Demalion frowned but hesitated.

“So . . . I’m sorry for yelling at you earlier.” If she’d thought she could manage it, she would have tried for a winsome smile. But tiredness made it an impossible effort.

“What do you want?” he asked. Noncommittal, still looking toward the condominium, still ruffled by her amusement at Dunne’s justice.

“A ride,” she said. “Suburbia’s not my thing.”

“Where to?”

“Haven’t decided yet.”

“Your hotel?”

“Cash-flow problems. Stayed with Tish last night. Not an option tonight.”

“Fine,” he said, held out his hand. She let him pull her up, wincing as her ribs shifted.

“Doctor?” he asked.

“Some strapping might be nice,” she said. He slid an arm around her waist, and she let him, leaned her aching head on his shoulder. She wondered if his mother was watching from above, clawing at the walls. She tried not to smirk.

“You need to be more careful,” he said, as they made their way across the lot to his car.

“I’m always careful.”

“Yeah, in a way that would make a drunk stuntman blanch.”

She pulled away from him, climbed into the car. “Just shut up and drive,” she said, sinking into the passenger seat and sulking.

“It’s a good thing I like you,” he said.

“A very good thing,” she agreed. After all, she was in no shape for another fight. She closed her eyes for a minute, then said, “You want to upgrade that detente of ours to a truce?”

“Depends. You going to run out on me again?”

“No,” she said.

“Then very much,” he said. “Not only for our sakes. I think this mess may take both of us. I think I’ve followed your path. Brandon Wolf was kidnapped to get to Dunne’s power and immortality. And immortality’s a powerful lure.”

“Not for her,” Sylvie said. “She’s already immortal. Lilith, not Lily. The Lilith.” My blood kin . . . That part she left unsaid; truce or no, there were some things she just wouldn’t share with the ISI.
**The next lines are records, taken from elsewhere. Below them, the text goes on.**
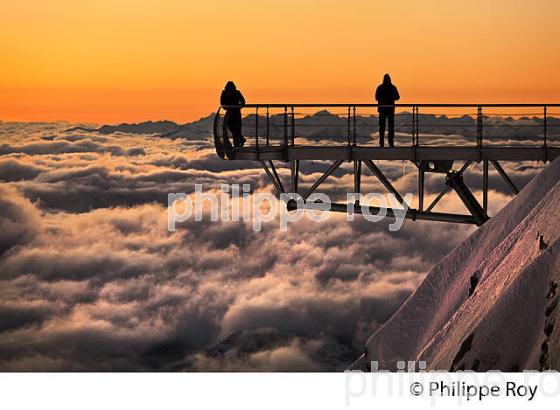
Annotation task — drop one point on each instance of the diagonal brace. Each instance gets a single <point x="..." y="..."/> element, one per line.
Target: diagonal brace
<point x="377" y="172"/>
<point x="328" y="172"/>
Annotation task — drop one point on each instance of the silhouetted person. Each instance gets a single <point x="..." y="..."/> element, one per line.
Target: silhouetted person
<point x="386" y="94"/>
<point x="232" y="96"/>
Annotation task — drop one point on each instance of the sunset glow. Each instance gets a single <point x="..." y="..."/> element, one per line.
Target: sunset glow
<point x="133" y="60"/>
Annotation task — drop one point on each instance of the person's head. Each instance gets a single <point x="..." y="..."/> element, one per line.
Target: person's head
<point x="230" y="86"/>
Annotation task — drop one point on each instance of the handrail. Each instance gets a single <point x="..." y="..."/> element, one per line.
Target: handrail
<point x="366" y="105"/>
<point x="288" y="122"/>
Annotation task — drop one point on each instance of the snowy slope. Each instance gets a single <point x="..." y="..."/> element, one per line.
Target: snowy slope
<point x="509" y="321"/>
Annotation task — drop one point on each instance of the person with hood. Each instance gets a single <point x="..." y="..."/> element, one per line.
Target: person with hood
<point x="231" y="96"/>
<point x="386" y="94"/>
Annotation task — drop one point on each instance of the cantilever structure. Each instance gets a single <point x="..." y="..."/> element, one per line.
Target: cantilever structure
<point x="276" y="137"/>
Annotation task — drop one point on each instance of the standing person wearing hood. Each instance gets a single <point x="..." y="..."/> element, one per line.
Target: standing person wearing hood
<point x="386" y="94"/>
<point x="232" y="96"/>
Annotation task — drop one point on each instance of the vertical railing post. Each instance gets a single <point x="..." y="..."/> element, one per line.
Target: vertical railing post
<point x="416" y="126"/>
<point x="293" y="127"/>
<point x="544" y="134"/>
<point x="257" y="130"/>
<point x="412" y="133"/>
<point x="286" y="132"/>
<point x="479" y="131"/>
<point x="485" y="186"/>
<point x="267" y="128"/>
<point x="348" y="136"/>
<point x="354" y="116"/>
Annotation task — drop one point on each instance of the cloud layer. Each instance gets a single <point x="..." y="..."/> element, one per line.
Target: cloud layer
<point x="90" y="278"/>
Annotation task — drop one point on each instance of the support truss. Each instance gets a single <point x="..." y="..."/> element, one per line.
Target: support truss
<point x="454" y="181"/>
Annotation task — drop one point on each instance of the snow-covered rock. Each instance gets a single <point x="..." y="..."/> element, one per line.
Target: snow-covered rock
<point x="492" y="302"/>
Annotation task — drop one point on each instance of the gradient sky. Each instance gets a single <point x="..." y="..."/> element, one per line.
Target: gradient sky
<point x="133" y="60"/>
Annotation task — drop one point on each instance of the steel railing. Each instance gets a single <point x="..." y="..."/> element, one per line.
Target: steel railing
<point x="278" y="125"/>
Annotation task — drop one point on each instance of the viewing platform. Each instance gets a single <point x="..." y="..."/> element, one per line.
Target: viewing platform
<point x="433" y="137"/>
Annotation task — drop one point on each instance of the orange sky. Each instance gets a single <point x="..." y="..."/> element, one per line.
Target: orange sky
<point x="132" y="60"/>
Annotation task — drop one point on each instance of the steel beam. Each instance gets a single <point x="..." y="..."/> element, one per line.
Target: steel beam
<point x="277" y="184"/>
<point x="413" y="214"/>
<point x="377" y="172"/>
<point x="328" y="172"/>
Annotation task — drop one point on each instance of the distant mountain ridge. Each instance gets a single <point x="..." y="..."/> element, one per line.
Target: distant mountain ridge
<point x="165" y="128"/>
<point x="321" y="124"/>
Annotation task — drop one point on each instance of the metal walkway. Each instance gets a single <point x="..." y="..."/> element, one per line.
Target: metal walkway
<point x="433" y="141"/>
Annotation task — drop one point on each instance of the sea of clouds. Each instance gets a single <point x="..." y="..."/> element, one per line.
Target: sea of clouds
<point x="91" y="279"/>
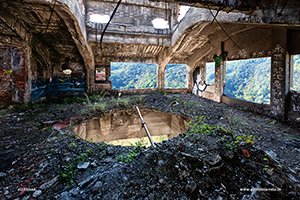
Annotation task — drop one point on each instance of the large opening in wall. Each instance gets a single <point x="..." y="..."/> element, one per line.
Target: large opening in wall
<point x="12" y="74"/>
<point x="210" y="73"/>
<point x="249" y="80"/>
<point x="124" y="127"/>
<point x="295" y="73"/>
<point x="175" y="76"/>
<point x="182" y="12"/>
<point x="133" y="75"/>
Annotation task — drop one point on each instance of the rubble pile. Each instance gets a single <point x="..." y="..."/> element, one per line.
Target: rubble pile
<point x="210" y="161"/>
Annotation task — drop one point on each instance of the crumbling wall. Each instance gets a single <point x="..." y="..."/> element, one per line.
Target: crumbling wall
<point x="294" y="106"/>
<point x="13" y="74"/>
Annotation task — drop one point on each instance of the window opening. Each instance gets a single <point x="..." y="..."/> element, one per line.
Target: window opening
<point x="175" y="76"/>
<point x="182" y="12"/>
<point x="100" y="71"/>
<point x="210" y="73"/>
<point x="133" y="75"/>
<point x="97" y="18"/>
<point x="249" y="80"/>
<point x="160" y="23"/>
<point x="295" y="75"/>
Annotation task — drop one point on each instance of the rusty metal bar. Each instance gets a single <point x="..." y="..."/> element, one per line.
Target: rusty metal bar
<point x="145" y="126"/>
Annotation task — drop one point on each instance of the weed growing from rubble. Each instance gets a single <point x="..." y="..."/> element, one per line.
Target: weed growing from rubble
<point x="198" y="126"/>
<point x="127" y="158"/>
<point x="124" y="101"/>
<point x="83" y="157"/>
<point x="138" y="146"/>
<point x="68" y="173"/>
<point x="101" y="106"/>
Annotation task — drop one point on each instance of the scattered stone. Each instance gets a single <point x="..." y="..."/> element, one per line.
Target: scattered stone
<point x="215" y="160"/>
<point x="183" y="174"/>
<point x="107" y="160"/>
<point x="110" y="151"/>
<point x="292" y="193"/>
<point x="269" y="172"/>
<point x="48" y="184"/>
<point x="74" y="192"/>
<point x="94" y="164"/>
<point x="190" y="187"/>
<point x="37" y="193"/>
<point x="97" y="187"/>
<point x="2" y="174"/>
<point x="87" y="181"/>
<point x="84" y="165"/>
<point x="151" y="197"/>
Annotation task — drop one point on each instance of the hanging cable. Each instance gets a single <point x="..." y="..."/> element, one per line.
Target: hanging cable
<point x="280" y="13"/>
<point x="222" y="27"/>
<point x="50" y="16"/>
<point x="112" y="15"/>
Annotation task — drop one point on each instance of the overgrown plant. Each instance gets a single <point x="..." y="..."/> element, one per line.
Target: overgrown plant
<point x="128" y="157"/>
<point x="83" y="157"/>
<point x="68" y="173"/>
<point x="198" y="126"/>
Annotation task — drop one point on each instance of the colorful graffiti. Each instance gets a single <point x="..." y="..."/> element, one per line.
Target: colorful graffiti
<point x="56" y="86"/>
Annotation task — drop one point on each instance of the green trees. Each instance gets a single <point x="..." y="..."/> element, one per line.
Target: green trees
<point x="144" y="76"/>
<point x="175" y="76"/>
<point x="133" y="75"/>
<point x="296" y="73"/>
“Just the power, then,” he said.

“Just,” she agreed. “Don’t you think Lilith would make a nice addition to the pantheons? Spreading balefire with a thought instead of a borrowed spell?”

“What’s the plan?” he said.

Sylvie fidgeted. Trust Demalion to hit her weak spot. “See if we can find any other address for Lilith. See if Dunne will come check up on our progress. Maybe we can get him to hunt her.”

“That’s not much of a plan—”

“More ’n you have,” Sylvie snapped. “I might be stalled for a moment, but that’s ISI modus operandi.”

He glanced away from the road, frowning. “Truce?”

“Mea culpa, just frustrated,” Sylvie said. She shrank in her seat; they were just crossing back into the city proper, and the traffic was getting interesting. “Eyes on the road, blind man.”

“So we’re looking for her less likely hangouts, and continuing to watch the ones we know about,” Demalion said. “The ISI could put out a bulletin, get the cops in on it.”

“Most of the cops are either hunting Bran or dealing with the Magicus Mundi; the last thing they need is to be sent after a woman who throws balefire party favors around.” She wasn’t going to put people between herself and Lilith. She licked dry lips, said, “You know, you don’t have to help me.”

“I’m going to,” he said.

“Fine,” she said. Take that, Anna D. She’d tried. No one could say she hadn’t.

Demalion pulled the car to a stop, and she followed him into his apartment building, workaholically close to the ISI base. She bit back a comment, at least until he opened the door to the tiny apartment and revealed piles of labeled cardboard boxes that showed clear signs of being lived out of. She looked at him again, all crisp and clean in his charcoal grey suit, and said, “Good call on getting the suits out first. Not like you’ll ever want to eat on plates or anything.”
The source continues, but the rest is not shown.